In 1958 Britain’s answer was the Universal Horror production The Mummy starring Peter Cushing and Christopher Lee. People wondered at the time why Lee in bandages looked nothing like Boris Karloff, but the answer is that the original look was copyrighted by the American company. Lon Chaney Junior made a comeback as the bandaged one in House of Terror but there is some confusion between the roles of the Mummy and the Wolfman. A 1965 offering The Orgy of the Dead is mainly about burlesque dancers semi-nude, but the monsters do briefly appear to keep the audiences happy.
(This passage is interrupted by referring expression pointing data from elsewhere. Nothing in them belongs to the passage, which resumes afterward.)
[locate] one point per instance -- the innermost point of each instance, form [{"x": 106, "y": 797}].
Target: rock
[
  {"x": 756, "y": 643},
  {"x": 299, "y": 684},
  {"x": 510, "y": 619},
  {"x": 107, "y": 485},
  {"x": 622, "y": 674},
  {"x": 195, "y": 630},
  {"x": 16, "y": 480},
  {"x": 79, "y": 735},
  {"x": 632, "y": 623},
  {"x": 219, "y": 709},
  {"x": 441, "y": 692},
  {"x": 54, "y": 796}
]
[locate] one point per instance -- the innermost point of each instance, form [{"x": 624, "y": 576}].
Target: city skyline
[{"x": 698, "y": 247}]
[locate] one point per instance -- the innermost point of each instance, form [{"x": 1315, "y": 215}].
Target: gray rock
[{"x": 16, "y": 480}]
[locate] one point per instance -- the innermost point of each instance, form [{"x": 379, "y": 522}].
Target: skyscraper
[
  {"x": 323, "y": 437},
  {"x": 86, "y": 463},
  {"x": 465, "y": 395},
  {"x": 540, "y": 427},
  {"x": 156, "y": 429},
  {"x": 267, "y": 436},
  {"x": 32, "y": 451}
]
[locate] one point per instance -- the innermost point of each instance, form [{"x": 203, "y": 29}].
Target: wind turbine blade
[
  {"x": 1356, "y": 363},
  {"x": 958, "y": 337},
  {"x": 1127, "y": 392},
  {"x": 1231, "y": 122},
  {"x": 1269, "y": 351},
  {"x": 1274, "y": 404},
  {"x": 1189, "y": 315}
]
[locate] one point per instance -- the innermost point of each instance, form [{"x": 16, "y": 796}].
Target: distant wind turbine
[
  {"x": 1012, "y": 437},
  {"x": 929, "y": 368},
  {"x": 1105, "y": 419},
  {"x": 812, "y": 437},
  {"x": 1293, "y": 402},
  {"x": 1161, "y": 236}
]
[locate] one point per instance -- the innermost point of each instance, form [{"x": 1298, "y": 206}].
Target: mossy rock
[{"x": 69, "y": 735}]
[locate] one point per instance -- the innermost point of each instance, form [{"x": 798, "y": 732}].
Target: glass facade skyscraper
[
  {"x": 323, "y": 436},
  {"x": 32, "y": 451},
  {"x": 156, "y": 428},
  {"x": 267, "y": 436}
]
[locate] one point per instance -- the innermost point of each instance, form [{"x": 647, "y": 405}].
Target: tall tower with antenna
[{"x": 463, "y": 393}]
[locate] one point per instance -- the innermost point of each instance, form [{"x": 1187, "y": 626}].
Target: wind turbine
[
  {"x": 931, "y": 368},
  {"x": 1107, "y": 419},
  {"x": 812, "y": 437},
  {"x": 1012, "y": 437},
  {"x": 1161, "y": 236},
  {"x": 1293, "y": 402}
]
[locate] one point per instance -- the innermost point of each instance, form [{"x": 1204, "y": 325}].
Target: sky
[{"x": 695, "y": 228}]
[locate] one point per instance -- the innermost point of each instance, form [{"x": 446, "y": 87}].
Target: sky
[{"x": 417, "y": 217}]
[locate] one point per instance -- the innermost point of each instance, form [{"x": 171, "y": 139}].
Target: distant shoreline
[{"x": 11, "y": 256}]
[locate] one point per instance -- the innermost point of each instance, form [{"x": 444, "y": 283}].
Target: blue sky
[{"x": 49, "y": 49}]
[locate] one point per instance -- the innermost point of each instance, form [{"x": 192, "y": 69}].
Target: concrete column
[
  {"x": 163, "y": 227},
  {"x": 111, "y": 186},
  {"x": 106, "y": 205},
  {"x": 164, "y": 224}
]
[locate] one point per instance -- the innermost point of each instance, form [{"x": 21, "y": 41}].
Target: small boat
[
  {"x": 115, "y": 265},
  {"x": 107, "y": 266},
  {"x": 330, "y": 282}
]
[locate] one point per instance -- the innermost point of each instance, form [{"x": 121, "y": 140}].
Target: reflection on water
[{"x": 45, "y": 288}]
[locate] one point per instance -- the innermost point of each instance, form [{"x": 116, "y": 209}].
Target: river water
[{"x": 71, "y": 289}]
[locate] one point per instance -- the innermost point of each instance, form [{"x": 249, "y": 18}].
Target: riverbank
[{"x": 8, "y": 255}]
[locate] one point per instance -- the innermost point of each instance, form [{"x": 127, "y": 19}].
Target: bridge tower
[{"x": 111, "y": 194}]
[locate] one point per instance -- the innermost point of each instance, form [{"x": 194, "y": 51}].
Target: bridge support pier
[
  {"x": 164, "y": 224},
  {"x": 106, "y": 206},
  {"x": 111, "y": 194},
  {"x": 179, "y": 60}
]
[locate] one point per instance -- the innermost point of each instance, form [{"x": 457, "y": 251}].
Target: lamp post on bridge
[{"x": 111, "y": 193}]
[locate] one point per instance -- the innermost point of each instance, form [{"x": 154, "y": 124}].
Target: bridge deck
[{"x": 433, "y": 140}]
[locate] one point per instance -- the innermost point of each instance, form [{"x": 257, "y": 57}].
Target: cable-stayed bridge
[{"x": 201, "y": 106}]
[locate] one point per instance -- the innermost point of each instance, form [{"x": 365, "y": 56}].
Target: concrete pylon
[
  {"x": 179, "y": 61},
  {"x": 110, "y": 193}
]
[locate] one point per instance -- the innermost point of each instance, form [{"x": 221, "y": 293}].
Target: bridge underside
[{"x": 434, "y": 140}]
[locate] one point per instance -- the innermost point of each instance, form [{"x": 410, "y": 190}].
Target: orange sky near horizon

A very different Mummy from the 2014 movie Day of the Mummy which received bad reviews.

From then on, it has been gore all the way. In 1981 Dawn of the Mummy featured hordes of mummies who thought they were zombies as they devoured human flesh. Time Walker in 1982 introduced a deadly fungus and some magic crystals to divert attention from a sterile plot. In 1993 The Mummy Lives recreated the old idea that a guy in bandages can fall in love and this version starred Tony Curtis in the starring role. In the 1985 Monster Mash: the Movie, a mummified Elvis Presley made an appearance, perhaps offering yet more evidence that he was actually dead.



And so it goes on. In 2005 a horror studio released Legion of the Dead which revealed that a female mummy, though dead for three thousand years, had the strength to break people’s backs in two. In 2006 the film Petrified claimed that the real Mummy was an alien from outer space. 2012 witnessed the release of the animated film Hotel Transylvania where all the staff seem to be monsters. The fat porter is Murray the Mummy. Even now, in the post Covid world, several Mummies are lining up before Netflix and other streaming companies. Enjoy!